# Headset microphone not working when connected (Creative fatality)



## batmankiller (Jan 27, 2007)

So I bought a creative fatality HS 800 microphone. 

1) I hear sound from my fatality headset just fine but my microphone is not picked up when it's attached to my headset.
2) I can use the internal microphone or the microphone from my old headset just fine.
3) I can use the detachable microphone just fine (meaning if i detach it from the headset I can use it .. and from sound quality I'm quite certain it's not using my internal laptop mic.
4) The microphone does not work when it's connected to my headset however on this computer. There is no sound pickup at all (the bars do not go up on the recording devices tab)
5) The fatality headset mic does work on my friend's computer of which he has a standalone sound card even if it's connected .

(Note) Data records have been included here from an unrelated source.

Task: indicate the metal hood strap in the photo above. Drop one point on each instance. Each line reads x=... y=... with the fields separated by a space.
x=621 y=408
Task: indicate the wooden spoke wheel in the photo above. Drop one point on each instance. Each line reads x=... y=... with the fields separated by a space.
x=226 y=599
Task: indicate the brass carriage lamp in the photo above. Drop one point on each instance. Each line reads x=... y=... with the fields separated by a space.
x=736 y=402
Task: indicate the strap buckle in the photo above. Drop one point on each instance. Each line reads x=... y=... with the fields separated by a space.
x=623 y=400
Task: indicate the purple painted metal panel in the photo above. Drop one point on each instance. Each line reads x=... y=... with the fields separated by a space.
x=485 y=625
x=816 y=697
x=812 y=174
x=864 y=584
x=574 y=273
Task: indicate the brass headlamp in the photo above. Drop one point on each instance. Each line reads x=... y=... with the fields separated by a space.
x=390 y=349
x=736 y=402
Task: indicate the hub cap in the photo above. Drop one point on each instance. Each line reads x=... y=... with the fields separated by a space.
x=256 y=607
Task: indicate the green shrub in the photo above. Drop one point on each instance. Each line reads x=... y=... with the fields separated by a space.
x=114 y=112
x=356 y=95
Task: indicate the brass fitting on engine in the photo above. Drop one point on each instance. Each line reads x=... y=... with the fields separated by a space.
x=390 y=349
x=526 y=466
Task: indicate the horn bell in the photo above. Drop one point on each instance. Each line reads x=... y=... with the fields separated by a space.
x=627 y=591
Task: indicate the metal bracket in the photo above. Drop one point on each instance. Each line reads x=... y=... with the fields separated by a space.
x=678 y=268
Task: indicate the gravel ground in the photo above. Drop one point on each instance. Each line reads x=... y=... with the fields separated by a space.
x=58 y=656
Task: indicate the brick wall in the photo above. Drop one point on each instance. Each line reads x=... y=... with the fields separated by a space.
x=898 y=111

I am on a laptop with a realtek integrated sound card (most likely integrated.. not sure... someone wanna give me quick confirmation test?) and the microphone will not work when it's connected to the headset and yes I am sure the "mic on" switch is on from the headset. I am on windows 7 premium 64-bit. Any ideas?


----------



## JimE (Apr 16, 2009)

Does the laptop have a mic input? Is your old headset connected to the mic input when you are testing? IF yes, are the Realtek drivers recognizing the mic is connected?


----------